8.      Suka meremehkan orang lain

Jika anda sebagai orang yang diandalkan jangan terlalu menganggap diri mampu melakukan segalanya sendiri, karena Tuhan menciptakan manusia dengan kemampuan unik dan berbeda antara satu dengan lainnya. Ini termasuk ke dalam sifat sombong. Sifat meremehkan orang lain artinya anda memandang rendah orang yang tidak menguasai kemampuan yang anda kuasai.

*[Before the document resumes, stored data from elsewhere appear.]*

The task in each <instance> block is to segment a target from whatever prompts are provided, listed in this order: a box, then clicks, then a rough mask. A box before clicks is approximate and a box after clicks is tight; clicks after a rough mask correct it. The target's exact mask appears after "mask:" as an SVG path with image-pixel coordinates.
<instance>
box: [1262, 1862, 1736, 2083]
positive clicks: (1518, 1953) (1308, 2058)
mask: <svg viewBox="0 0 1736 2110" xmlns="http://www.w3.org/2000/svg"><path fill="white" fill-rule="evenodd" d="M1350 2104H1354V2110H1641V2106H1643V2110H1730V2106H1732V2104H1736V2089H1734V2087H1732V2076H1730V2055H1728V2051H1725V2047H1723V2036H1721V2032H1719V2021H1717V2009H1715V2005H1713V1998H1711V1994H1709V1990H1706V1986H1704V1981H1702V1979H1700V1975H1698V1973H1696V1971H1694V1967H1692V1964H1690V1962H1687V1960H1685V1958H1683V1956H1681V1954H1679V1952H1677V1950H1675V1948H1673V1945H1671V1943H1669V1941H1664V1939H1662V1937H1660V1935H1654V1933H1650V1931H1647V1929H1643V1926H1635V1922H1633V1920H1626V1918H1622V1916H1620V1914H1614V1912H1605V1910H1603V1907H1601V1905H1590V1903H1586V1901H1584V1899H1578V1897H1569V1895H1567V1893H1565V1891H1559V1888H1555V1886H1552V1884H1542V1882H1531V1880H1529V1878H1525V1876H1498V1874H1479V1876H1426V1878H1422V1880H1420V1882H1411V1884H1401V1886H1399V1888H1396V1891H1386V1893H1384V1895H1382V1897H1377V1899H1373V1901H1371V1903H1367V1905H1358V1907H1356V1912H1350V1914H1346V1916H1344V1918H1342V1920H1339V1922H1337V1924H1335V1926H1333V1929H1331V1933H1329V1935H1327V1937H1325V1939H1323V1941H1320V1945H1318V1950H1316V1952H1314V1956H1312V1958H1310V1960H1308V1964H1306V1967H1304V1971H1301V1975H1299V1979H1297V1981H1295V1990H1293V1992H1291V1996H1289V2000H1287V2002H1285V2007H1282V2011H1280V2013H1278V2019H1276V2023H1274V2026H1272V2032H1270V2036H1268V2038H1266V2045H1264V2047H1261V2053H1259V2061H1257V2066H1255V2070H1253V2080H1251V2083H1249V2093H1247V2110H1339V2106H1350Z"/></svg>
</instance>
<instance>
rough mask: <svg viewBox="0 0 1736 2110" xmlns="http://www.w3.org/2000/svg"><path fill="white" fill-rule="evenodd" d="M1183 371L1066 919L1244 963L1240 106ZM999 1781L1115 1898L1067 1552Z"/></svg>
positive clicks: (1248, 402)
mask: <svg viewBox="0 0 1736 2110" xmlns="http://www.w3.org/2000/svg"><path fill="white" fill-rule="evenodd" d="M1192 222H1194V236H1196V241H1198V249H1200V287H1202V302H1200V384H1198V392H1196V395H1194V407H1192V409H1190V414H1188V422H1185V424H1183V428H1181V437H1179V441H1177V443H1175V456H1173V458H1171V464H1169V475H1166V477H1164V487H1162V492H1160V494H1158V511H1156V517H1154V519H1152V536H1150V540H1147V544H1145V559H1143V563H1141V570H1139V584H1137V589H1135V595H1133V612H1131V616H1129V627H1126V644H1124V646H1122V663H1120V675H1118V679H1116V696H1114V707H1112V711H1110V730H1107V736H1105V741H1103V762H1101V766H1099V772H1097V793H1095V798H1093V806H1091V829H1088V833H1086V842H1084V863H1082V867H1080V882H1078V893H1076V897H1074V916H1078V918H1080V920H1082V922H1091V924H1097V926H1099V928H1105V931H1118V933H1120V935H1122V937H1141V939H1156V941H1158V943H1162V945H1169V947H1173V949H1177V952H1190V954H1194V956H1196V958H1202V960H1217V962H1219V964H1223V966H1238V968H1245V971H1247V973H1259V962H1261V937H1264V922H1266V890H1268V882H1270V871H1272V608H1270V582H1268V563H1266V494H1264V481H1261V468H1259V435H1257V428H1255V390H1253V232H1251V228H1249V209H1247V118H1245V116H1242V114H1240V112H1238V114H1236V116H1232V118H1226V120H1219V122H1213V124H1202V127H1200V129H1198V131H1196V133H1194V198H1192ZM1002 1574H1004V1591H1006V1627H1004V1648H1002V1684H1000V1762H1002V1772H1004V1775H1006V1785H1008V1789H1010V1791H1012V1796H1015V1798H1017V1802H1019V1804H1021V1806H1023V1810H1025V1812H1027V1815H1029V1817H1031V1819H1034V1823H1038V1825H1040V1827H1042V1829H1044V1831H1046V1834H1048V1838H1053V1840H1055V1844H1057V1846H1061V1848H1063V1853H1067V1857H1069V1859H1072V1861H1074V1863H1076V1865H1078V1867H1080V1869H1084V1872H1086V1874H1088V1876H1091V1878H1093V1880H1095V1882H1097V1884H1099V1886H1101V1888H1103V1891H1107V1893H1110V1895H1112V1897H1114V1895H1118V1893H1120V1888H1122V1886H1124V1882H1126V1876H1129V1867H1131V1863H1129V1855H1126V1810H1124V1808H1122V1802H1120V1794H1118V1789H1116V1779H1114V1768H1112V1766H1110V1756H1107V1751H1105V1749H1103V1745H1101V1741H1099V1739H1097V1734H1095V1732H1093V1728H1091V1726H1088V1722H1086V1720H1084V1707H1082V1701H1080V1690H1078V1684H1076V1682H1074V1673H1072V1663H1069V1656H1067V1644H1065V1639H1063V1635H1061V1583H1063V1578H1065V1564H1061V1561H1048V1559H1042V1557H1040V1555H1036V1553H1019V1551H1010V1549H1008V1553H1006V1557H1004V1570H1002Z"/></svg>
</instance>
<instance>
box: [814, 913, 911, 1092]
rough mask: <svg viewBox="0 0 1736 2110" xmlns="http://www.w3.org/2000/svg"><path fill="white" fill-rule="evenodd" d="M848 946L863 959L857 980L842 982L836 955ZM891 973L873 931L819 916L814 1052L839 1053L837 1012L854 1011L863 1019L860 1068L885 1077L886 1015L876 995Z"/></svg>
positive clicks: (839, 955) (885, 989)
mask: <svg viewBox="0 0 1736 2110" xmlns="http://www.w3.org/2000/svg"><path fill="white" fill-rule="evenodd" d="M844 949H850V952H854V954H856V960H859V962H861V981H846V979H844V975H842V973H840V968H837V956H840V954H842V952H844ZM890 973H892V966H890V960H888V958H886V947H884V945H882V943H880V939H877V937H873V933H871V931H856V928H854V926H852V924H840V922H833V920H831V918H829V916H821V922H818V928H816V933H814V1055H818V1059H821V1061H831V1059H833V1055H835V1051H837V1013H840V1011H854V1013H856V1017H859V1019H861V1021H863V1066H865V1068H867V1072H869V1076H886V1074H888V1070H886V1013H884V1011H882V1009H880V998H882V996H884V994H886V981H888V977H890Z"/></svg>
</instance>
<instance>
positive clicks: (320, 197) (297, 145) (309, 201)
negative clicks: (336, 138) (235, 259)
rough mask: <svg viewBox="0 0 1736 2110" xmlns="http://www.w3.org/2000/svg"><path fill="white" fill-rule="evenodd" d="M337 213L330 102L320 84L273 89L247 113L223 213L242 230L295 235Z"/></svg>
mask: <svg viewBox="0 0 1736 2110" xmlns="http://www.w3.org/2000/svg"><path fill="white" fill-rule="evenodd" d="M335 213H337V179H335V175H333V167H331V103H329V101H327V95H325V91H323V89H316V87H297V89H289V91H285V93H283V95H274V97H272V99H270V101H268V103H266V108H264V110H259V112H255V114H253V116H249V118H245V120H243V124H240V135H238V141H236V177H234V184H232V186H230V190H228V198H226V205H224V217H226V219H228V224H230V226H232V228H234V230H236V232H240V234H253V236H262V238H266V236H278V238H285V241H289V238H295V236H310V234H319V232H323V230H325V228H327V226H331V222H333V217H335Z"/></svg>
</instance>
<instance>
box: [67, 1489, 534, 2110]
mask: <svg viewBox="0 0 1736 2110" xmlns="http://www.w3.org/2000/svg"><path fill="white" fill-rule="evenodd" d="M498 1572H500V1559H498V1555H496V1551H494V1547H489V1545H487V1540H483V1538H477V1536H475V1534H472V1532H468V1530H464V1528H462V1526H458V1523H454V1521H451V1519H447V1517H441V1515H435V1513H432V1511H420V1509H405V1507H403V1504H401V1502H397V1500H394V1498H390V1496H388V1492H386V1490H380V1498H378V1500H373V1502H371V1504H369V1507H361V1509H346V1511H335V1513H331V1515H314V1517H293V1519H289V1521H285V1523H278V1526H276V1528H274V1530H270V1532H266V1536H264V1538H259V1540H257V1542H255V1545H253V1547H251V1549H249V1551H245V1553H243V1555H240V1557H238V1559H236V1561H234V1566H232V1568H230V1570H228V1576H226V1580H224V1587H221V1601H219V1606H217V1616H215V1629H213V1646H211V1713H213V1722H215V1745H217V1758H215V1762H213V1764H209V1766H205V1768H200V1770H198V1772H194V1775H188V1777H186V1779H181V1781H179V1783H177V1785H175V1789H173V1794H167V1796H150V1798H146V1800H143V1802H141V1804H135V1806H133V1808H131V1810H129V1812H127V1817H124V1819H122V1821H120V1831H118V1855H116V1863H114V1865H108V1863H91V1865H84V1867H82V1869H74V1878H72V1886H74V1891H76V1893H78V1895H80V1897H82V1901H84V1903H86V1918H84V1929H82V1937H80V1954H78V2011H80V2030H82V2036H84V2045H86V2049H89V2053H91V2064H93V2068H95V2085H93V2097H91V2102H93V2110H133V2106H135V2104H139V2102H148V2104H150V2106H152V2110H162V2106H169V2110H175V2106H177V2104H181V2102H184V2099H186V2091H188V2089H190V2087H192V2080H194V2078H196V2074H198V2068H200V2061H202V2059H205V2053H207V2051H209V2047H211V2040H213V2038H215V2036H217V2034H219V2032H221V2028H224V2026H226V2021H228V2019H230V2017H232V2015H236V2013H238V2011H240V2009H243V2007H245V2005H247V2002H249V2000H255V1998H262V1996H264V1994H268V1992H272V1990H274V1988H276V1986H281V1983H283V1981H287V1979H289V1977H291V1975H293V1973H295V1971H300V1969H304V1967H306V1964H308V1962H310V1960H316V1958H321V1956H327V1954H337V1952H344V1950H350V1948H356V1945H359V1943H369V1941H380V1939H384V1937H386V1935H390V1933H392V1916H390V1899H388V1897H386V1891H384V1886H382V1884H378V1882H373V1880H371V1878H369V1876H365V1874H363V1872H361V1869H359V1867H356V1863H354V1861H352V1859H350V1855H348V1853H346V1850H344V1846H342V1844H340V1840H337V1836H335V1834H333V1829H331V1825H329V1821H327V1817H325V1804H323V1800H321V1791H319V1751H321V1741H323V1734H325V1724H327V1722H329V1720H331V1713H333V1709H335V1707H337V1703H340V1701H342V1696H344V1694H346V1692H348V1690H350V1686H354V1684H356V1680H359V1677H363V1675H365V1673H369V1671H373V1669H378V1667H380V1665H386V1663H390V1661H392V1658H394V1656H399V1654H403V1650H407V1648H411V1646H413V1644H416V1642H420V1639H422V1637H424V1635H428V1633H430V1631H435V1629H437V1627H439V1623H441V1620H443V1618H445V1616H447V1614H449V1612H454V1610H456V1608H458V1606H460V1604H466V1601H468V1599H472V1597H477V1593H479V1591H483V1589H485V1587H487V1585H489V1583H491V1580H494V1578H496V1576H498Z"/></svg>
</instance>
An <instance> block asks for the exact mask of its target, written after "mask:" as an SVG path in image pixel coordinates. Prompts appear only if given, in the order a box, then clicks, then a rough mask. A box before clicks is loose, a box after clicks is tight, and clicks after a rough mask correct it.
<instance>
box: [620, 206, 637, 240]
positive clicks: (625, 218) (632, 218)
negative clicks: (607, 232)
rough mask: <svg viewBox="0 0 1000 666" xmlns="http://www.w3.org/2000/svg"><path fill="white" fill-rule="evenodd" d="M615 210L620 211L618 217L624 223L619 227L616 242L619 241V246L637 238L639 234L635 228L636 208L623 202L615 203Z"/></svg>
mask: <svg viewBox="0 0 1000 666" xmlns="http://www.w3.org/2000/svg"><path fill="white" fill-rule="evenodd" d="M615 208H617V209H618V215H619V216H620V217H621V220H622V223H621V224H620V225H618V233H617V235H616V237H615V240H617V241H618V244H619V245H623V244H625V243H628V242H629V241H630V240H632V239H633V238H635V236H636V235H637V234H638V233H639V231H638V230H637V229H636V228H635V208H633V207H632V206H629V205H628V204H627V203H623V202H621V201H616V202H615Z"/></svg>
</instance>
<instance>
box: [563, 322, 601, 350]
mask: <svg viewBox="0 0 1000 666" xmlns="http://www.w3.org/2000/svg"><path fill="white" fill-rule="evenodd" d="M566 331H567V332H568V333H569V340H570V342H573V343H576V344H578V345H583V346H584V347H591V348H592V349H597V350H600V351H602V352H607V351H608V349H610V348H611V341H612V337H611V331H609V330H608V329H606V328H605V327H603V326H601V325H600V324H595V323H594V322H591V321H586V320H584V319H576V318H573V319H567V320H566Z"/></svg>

9.      Merasa diri selalu benar, tidak mau disalahkan

Dalam sebuah manajemen pasti ada yang mengatur dan ada pula yang diatur. Sebagai orang yang diposisi “mengatur” anda jangan menganggap segala kebijakan anda adalah hal benar dan mutlak serta harus dilaksanakan, ini tentunya bertentangan dengan prinsip musyawarah. Kebanyak “pengatur” belum dewasa dalam bertindak, seperti saat dikritik akan menolak dengan keras atau marah-marah tak jelas kepada yang mengkritik, padahal kritik itu sifatnya membangun untuk kepentingan bersama. Sebagai “yang diatur” juga harus tau posisi pada saat mengkritik, jika yang dikritik adalah pribadi sebaiknya dilakukan secara personal, tapi jika dalam bekerja sama, harus dilakukan secara terbuka dalam forum, agar kritikan itu mendapatkan tindaklanjut langsung yang memberikan solusi untuk setiap masalah yang dikritik. Jika “bos” tidak tahan atas pujian yang diterima bawahan, berarti anda belum pantas menjadi bos.
Selain itu sikap ini terkadang hanya memuji diri sendiri, yang betul adalah miliknya, sementara yang salah dilempar ke orang lain. Sungguh penghianat berbulu domba.

10. Saling curiga mencurigai

Tidak adanya rasa saling percaya antara satu dengan yang lain menorehkan jurang pemisah yang jauh dalam kehidupan sosial. Jika ini terjadi dalam sebuah hubungan, maka berakibat pada keberlangsungan hubungan tersebut. Tidak percaya kepada teman, saling mencurigai terkadang juga tidak dapat dielakan, karena sudah menjadi naluri manusia pada kodratnya, entah kecurigaan ini benar atau salah, yang pasti kecurigaan ini selalu memberikan jurang pemisah.

Sepuluh point “egois” di atas bertebaran dalam lingkungan masyarakat kita. Sifat ini bisa diantisipasi dengan selalu mempererat silaturrahmi antar sesama. Belajar untuk selalu mendewasakan diri dalam bersikap. Karena mustahil teko berisi kopi jika dituangkan menjadi teh.